The conversations for 2016 planning are well underway, and it is an important time to step back and consider how the organization can be approached differently – from business profitability to growth and innovation.
Look to the future from two vantage points:
The first view is to look back over the past year and to evaluate what worked and what didn’t. Then, secondly, with a very broad look, create the business vision for three years forward. This is particularly important when considering where to invest in the upcoming year. Those are the investments that need to be made now in order for them to pay off three years down the road and allow the business to be where you want it to be at that juncture. Bring together and reconcile the two views of the rolling 3-year plan plus the current year’s performance. Always have a critical eye toward the competition so that you can spot the potential for disruption. And, of course, keep a pulse on your customers and their evolving needs so that you can continue to meet and exceed their expectations.

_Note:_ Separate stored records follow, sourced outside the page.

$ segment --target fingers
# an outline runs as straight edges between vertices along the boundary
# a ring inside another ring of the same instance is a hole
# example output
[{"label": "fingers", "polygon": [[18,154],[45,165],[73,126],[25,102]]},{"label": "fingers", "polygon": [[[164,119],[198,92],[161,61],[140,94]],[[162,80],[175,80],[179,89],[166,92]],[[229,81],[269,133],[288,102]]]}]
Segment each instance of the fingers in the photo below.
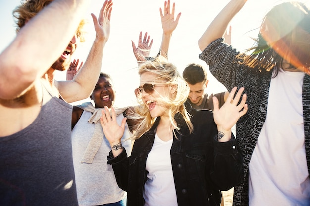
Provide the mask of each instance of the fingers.
[{"label": "fingers", "polygon": [[237,106],[237,108],[238,111],[241,111],[241,110],[242,110],[242,109],[244,109],[244,108],[246,106],[246,105],[247,105],[247,109],[248,106],[247,106],[247,104],[246,104],[246,100],[247,100],[247,94],[244,94],[243,95],[242,95],[242,99],[241,99],[241,101],[240,102],[240,103]]},{"label": "fingers", "polygon": [[213,97],[213,111],[216,111],[219,109],[219,103],[218,102],[218,99],[217,97],[214,96]]},{"label": "fingers", "polygon": [[152,45],[153,44],[153,39],[152,39],[152,40],[151,40],[151,42],[150,43],[150,45],[149,45],[149,46],[150,46],[150,48],[152,47]]},{"label": "fingers", "polygon": [[146,32],[145,34],[144,34],[144,37],[143,38],[143,41],[142,41],[142,43],[147,43],[147,42],[149,41],[149,40],[150,39],[150,36],[149,36],[149,38],[147,40],[147,36],[148,36],[148,33]]},{"label": "fingers", "polygon": [[77,66],[79,65],[79,61],[80,60],[77,59],[77,60],[74,59],[70,63],[70,66],[69,67],[69,69],[68,69],[68,71],[78,71],[81,68],[83,65],[83,62],[81,63],[81,65],[79,68],[77,69]]},{"label": "fingers", "polygon": [[142,32],[140,32],[139,35],[139,40],[138,40],[138,43],[141,43],[142,42]]},{"label": "fingers", "polygon": [[233,89],[231,90],[231,91],[230,91],[230,93],[229,93],[229,95],[228,95],[228,96],[227,97],[227,99],[226,100],[227,102],[231,102],[236,90],[236,87],[234,87],[234,88],[233,88]]},{"label": "fingers", "polygon": [[135,43],[134,43],[134,41],[132,40],[131,40],[131,45],[132,45],[132,50],[133,51],[134,53],[135,53],[136,47]]},{"label": "fingers", "polygon": [[[236,89],[237,89],[237,87],[236,87]],[[237,105],[239,101],[239,100],[240,99],[240,97],[241,96],[241,94],[242,94],[242,92],[243,92],[244,90],[244,88],[243,87],[241,87],[239,89],[239,90],[238,91],[238,92],[237,93],[237,94],[236,94],[236,96],[235,96],[234,99],[233,100],[232,103],[233,104],[234,104],[235,105]]]}]

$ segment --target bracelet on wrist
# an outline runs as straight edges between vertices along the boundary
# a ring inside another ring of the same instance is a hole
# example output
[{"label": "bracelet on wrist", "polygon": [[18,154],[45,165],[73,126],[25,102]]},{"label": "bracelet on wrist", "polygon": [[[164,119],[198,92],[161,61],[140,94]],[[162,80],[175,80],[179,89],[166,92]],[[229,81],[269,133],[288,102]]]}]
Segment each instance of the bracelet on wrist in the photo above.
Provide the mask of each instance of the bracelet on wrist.
[{"label": "bracelet on wrist", "polygon": [[122,143],[120,142],[117,144],[113,145],[113,147],[112,147],[112,149],[114,150],[117,150],[120,149],[123,149],[123,145],[122,145]]}]

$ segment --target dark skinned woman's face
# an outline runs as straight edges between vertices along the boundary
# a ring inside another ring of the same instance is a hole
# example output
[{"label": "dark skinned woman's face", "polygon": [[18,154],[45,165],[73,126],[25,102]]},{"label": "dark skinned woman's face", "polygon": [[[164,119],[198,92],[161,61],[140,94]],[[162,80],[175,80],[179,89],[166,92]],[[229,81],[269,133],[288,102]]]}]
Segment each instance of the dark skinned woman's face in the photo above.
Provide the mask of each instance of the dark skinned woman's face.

Here are a few key considerations when approaching your go-forward vision, and your 2016 business planning.
Invest wisely: It goes without saying that investment is a critical part of planning, be it investment in human capital, technology, or new processes to name just a few. Choose your spots — invest new funds or harvest your existing investments wisely. It’s important to balance the two so that you don’t cause too much disruption in the organization and not try to do too many new initiatives at once.
Innovate: Let’s face it – change is hard, but innovation is critical. Innovation is often viewed as a technology play so make time to connect with others and listen for what the new technologies are and how businesses are leveraging them for success. There are plenty of examples of how a new technology brought into a business by someone with a fresh perspective found a new solution to solve an existing problem or created something new for the marketplace.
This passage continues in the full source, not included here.